Let me say that again: I knew what I needed, and I was able to provide exactly that. With no outside help. In the moment. Without hesitation. Without inhibition. Without ANY THOUGHT WHATSOEVER.

Here’s my question: where, in the crevices of my childhood, (let’s include upbringing, personality, socialization, traumatization, and formal education in the “childhood” category), did I lose my ability to soothe my own overwhelm? Was it a mere forgetting, or rather a more sinister, slow unlearning? And, will it ever feel automatic again?

Overwhelm* happens frequently for me. It used to happen when I was laughing and playing a little too hard. It happens now when I’m in a really crowded public space, when I’ve been taking care of other people all day, or when too many things are demanding my attention at once. Overwhelm feels like someone suddenly opened an umbrella inside my chest (one that’s way too big to fit behind my ribs) and it’s pressing pressing pressing against my bones, my skin, my throat, my heart, threatening to take away the life inside me if I don’t do something quickly.

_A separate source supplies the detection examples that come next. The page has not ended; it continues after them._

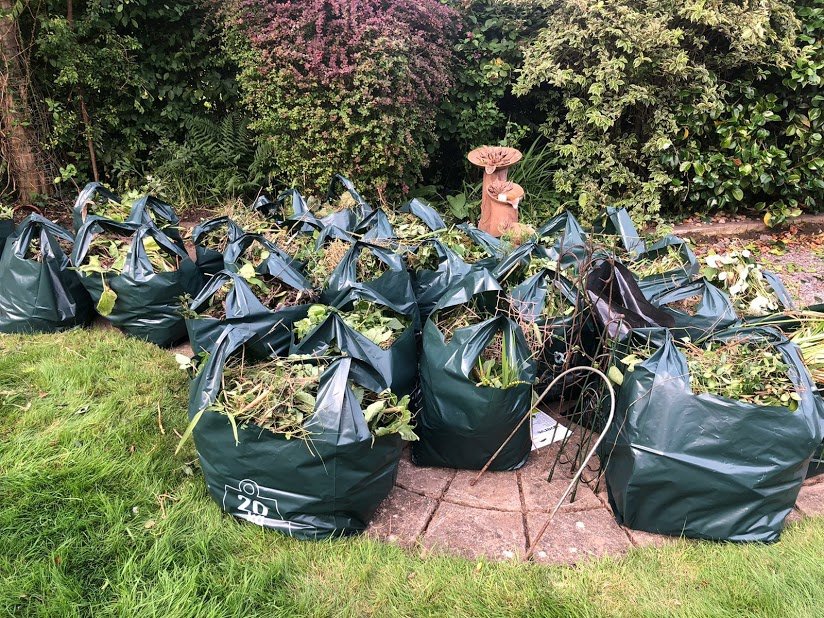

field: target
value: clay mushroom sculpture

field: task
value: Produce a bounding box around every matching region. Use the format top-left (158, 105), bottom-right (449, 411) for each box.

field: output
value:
top-left (486, 180), bottom-right (524, 236)
top-left (467, 146), bottom-right (524, 236)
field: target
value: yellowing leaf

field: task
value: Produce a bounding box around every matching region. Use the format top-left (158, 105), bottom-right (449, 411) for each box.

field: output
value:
top-left (97, 286), bottom-right (117, 318)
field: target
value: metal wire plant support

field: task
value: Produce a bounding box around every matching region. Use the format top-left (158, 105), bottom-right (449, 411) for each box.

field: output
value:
top-left (470, 367), bottom-right (615, 560)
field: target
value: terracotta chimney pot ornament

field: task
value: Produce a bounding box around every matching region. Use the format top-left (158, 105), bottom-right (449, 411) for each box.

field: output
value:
top-left (467, 146), bottom-right (524, 237)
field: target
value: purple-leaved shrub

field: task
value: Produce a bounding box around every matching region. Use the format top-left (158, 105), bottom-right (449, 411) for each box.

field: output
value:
top-left (225, 0), bottom-right (460, 199)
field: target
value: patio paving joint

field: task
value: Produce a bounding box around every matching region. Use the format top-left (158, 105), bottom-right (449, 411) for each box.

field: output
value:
top-left (418, 470), bottom-right (458, 539)
top-left (515, 470), bottom-right (530, 551)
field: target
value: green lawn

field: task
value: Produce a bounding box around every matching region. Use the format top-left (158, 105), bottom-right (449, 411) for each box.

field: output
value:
top-left (0, 331), bottom-right (824, 617)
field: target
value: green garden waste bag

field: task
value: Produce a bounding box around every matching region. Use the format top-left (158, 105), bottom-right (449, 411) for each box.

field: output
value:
top-left (761, 270), bottom-right (795, 309)
top-left (585, 259), bottom-right (675, 340)
top-left (252, 189), bottom-right (314, 232)
top-left (223, 234), bottom-right (312, 282)
top-left (72, 182), bottom-right (122, 232)
top-left (407, 239), bottom-right (472, 323)
top-left (127, 195), bottom-right (185, 250)
top-left (412, 270), bottom-right (535, 470)
top-left (400, 197), bottom-right (446, 231)
top-left (627, 236), bottom-right (698, 291)
top-left (72, 182), bottom-right (184, 244)
top-left (509, 267), bottom-right (585, 384)
top-left (535, 211), bottom-right (589, 272)
top-left (192, 217), bottom-right (243, 276)
top-left (264, 189), bottom-right (323, 234)
top-left (0, 214), bottom-right (94, 333)
top-left (745, 304), bottom-right (824, 478)
top-left (72, 217), bottom-right (203, 346)
top-left (189, 328), bottom-right (403, 540)
top-left (593, 206), bottom-right (646, 255)
top-left (599, 328), bottom-right (824, 541)
top-left (321, 241), bottom-right (418, 321)
top-left (290, 297), bottom-right (418, 397)
top-left (353, 208), bottom-right (395, 241)
top-left (645, 277), bottom-right (738, 341)
top-left (0, 219), bottom-right (14, 254)
top-left (186, 270), bottom-right (310, 358)
top-left (490, 241), bottom-right (555, 285)
top-left (455, 223), bottom-right (504, 270)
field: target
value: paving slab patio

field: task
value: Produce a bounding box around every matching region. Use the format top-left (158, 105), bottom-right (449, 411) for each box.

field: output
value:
top-left (367, 441), bottom-right (824, 564)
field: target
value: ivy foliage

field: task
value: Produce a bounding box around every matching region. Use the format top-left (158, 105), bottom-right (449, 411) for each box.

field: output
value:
top-left (21, 0), bottom-right (241, 197)
top-left (662, 0), bottom-right (824, 225)
top-left (514, 0), bottom-right (800, 221)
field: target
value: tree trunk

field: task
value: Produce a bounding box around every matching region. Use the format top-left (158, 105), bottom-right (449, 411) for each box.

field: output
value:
top-left (0, 0), bottom-right (48, 203)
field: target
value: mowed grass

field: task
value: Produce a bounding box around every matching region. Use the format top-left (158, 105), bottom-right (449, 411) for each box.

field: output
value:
top-left (0, 331), bottom-right (824, 617)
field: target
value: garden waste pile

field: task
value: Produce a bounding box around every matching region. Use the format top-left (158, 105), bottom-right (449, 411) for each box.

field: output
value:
top-left (0, 176), bottom-right (824, 541)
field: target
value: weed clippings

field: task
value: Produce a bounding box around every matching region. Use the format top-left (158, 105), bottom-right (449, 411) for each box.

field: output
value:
top-left (437, 227), bottom-right (489, 264)
top-left (295, 300), bottom-right (410, 350)
top-left (78, 234), bottom-right (180, 275)
top-left (208, 359), bottom-right (417, 442)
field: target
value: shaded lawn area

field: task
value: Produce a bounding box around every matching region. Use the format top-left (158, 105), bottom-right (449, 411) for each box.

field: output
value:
top-left (0, 330), bottom-right (824, 617)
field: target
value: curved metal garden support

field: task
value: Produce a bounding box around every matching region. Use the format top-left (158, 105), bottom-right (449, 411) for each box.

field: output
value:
top-left (470, 367), bottom-right (615, 560)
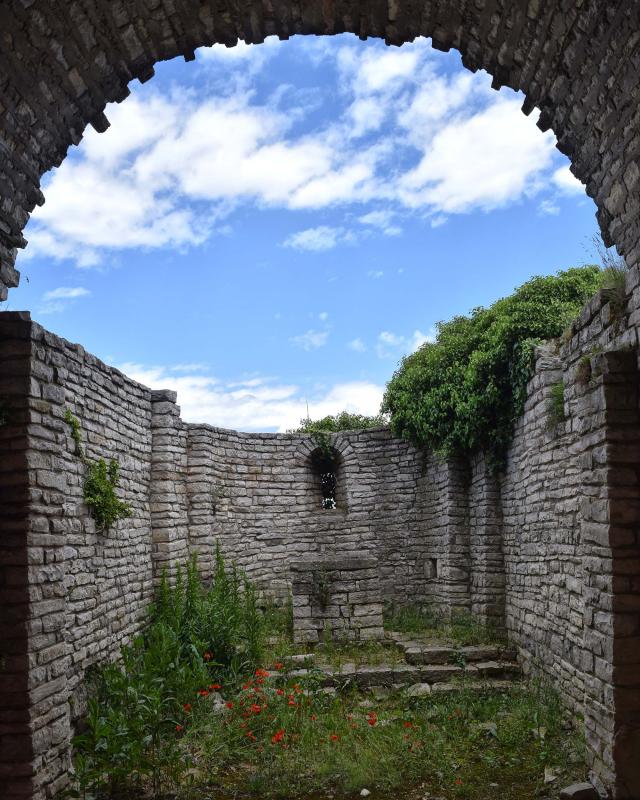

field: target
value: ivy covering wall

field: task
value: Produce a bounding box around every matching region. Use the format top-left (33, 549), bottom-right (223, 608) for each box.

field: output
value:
top-left (382, 266), bottom-right (606, 466)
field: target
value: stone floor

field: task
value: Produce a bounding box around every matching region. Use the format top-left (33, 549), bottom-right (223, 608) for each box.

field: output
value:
top-left (288, 632), bottom-right (521, 696)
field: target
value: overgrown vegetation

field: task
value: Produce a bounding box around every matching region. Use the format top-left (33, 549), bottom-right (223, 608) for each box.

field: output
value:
top-left (547, 381), bottom-right (565, 430)
top-left (74, 551), bottom-right (264, 798)
top-left (289, 411), bottom-right (389, 433)
top-left (384, 603), bottom-right (504, 647)
top-left (382, 266), bottom-right (607, 466)
top-left (65, 409), bottom-right (131, 530)
top-left (71, 564), bottom-right (584, 800)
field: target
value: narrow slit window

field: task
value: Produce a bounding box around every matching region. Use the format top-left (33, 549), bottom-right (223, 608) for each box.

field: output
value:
top-left (311, 450), bottom-right (338, 510)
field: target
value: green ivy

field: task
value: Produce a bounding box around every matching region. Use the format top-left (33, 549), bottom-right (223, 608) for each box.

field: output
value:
top-left (65, 409), bottom-right (131, 531)
top-left (382, 266), bottom-right (603, 468)
top-left (289, 411), bottom-right (389, 433)
top-left (547, 381), bottom-right (565, 430)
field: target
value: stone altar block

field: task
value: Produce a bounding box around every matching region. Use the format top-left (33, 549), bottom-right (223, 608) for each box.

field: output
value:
top-left (291, 556), bottom-right (384, 643)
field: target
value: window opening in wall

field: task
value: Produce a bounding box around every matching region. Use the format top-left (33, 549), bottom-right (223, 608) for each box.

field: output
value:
top-left (311, 450), bottom-right (338, 510)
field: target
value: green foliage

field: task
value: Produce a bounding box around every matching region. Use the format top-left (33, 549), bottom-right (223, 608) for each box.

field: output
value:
top-left (382, 266), bottom-right (603, 466)
top-left (384, 604), bottom-right (504, 647)
top-left (74, 551), bottom-right (264, 797)
top-left (592, 236), bottom-right (629, 319)
top-left (65, 409), bottom-right (131, 531)
top-left (84, 458), bottom-right (131, 530)
top-left (289, 411), bottom-right (388, 433)
top-left (547, 381), bottom-right (565, 429)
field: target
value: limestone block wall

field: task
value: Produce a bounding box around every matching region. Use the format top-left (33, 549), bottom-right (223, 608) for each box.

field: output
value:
top-left (291, 555), bottom-right (384, 644)
top-left (0, 313), bottom-right (152, 798)
top-left (0, 0), bottom-right (640, 300)
top-left (183, 418), bottom-right (428, 600)
top-left (0, 269), bottom-right (640, 800)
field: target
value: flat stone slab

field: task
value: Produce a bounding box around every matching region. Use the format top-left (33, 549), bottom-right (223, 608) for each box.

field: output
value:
top-left (473, 661), bottom-right (520, 678)
top-left (420, 664), bottom-right (464, 683)
top-left (560, 783), bottom-right (600, 800)
top-left (431, 681), bottom-right (515, 694)
top-left (406, 683), bottom-right (431, 697)
top-left (404, 644), bottom-right (456, 664)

Overwhelm often leads to panic, and because that sensation feels so urgent, it’s almost impossible to interact with the world until I’m able to regulate again. As an adult stuck in a state of overwhelm, do I use the blanket method? The automatic childhood response to overwhelm?

No.

Instead, I hide from my overwhelm.

I go into dorsal vagal mode, which is the shut-down method our body uses when it’s in a state of hyperarousal. I feel trapped inside of myself. My body feels numb. I start bumping into doorframes, dropping things I would normally be able hold on to, and, finally, lying in bed watching Netflix out of desperation. It takes conscious thought to invite myself out of dorsal vagal (the feeling of “I can’t”) and into sympathetic (the feeling of “I can”). Then, with a lot of effort and focus, I can spend a few minutes experiencing and “being with” that sense of panic, using non-judgmental awareness, and pull myself up into ventral vagal (the feeling of “safety”).

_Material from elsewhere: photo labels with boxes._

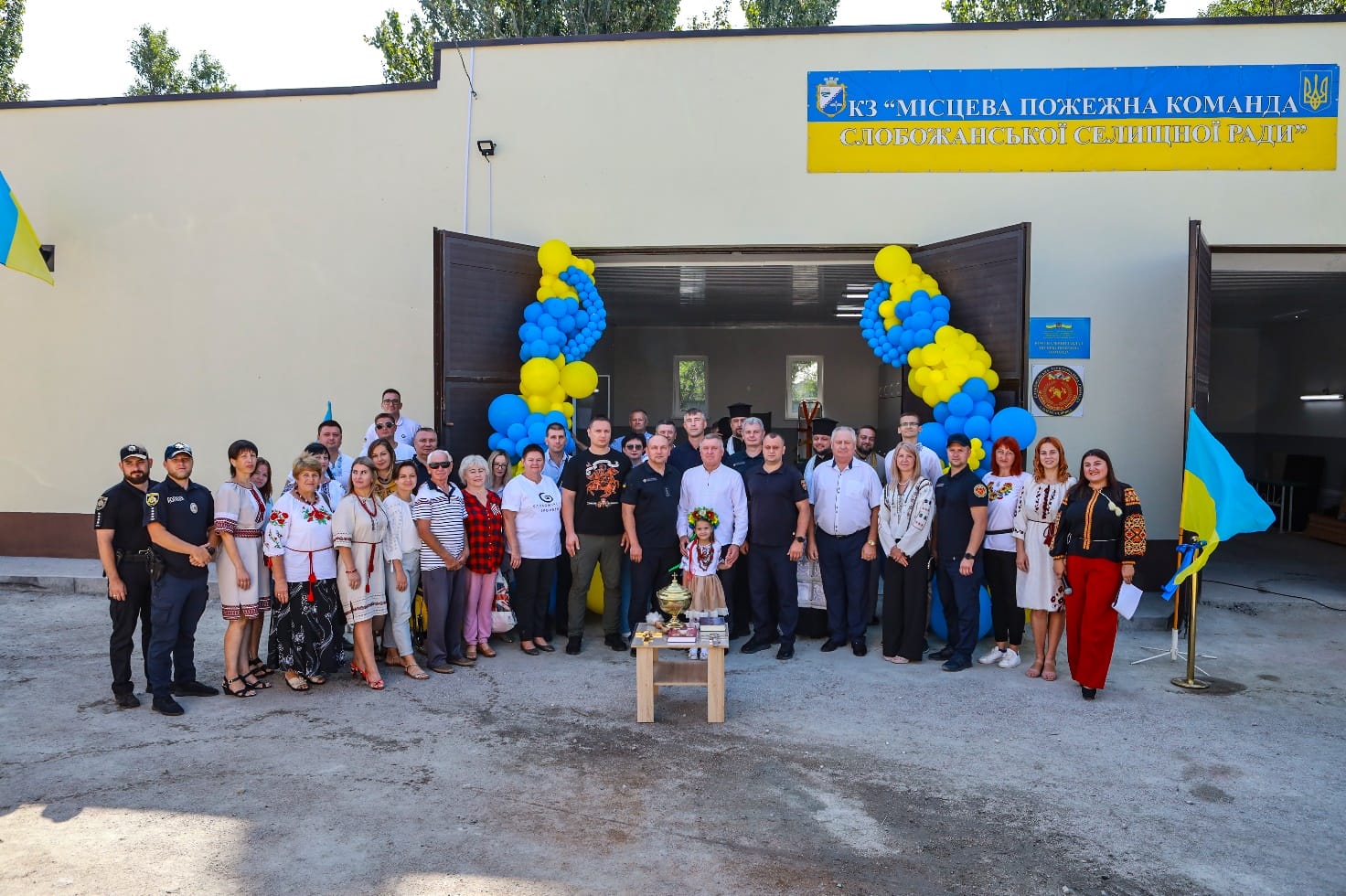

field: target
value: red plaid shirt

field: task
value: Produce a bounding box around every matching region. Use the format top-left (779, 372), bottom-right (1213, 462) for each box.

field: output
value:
top-left (463, 488), bottom-right (505, 574)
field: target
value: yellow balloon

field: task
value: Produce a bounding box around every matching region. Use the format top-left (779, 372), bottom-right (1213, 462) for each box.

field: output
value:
top-left (561, 360), bottom-right (598, 399)
top-left (873, 246), bottom-right (912, 283)
top-left (537, 240), bottom-right (573, 277)
top-left (518, 357), bottom-right (561, 395)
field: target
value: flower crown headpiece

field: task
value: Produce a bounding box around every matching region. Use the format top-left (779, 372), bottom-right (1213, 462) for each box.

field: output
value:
top-left (687, 507), bottom-right (721, 528)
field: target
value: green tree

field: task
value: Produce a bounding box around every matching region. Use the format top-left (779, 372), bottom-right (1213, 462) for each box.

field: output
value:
top-left (1197, 0), bottom-right (1346, 13)
top-left (365, 0), bottom-right (678, 83)
top-left (739, 0), bottom-right (834, 28)
top-left (944, 0), bottom-right (1164, 23)
top-left (126, 24), bottom-right (237, 97)
top-left (0, 0), bottom-right (28, 102)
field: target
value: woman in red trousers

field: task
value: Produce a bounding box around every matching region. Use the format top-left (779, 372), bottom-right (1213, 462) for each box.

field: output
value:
top-left (1052, 448), bottom-right (1146, 699)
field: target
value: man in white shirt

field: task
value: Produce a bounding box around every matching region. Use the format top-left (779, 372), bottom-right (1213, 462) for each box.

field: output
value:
top-left (365, 389), bottom-right (420, 445)
top-left (809, 426), bottom-right (883, 656)
top-left (883, 411), bottom-right (944, 485)
top-left (359, 411), bottom-right (419, 462)
top-left (677, 432), bottom-right (748, 630)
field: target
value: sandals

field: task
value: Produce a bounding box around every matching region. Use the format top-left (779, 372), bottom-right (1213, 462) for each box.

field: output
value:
top-left (223, 676), bottom-right (255, 697)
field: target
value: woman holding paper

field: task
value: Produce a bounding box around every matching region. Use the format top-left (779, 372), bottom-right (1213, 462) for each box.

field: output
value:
top-left (1052, 448), bottom-right (1146, 699)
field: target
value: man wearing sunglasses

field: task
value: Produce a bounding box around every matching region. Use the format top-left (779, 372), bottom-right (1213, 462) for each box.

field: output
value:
top-left (359, 411), bottom-right (416, 462)
top-left (365, 389), bottom-right (420, 448)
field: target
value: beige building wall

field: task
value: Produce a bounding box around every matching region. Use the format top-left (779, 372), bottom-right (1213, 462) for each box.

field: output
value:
top-left (0, 23), bottom-right (1346, 551)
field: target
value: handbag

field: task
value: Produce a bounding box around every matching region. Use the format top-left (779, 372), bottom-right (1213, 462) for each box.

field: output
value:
top-left (491, 573), bottom-right (518, 635)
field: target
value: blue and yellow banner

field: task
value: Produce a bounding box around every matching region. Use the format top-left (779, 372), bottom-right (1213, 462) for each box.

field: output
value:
top-left (807, 65), bottom-right (1341, 172)
top-left (0, 174), bottom-right (57, 285)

Through body work, therapy, close relationships with people I love, mindfulness, and dance, I’ve slowly learned that I do have the ability to self-regulate, take care of myself, and attend to my “overwhelmed-ness” when I need to. I’m developing the habit of gently delivering myself out of shut-down and into safety. But it has taken years, and will take many more years, for this sense of security and trust in myself to return.

I don’t have answers, but that’s not what I’m here for. I’m here for the questions – that’s what keeps me going. If overwhelm always existed, and so did my natural self-healing response to overwhelm, where did that instinctive response get suppressed along the way?



*My “overwhelm” in adulthood may show up differently from other people’s, as I have been diagnosed with Post-Traumatic Stress Disorder, as well as anxiety and depression that stem from the PTSD.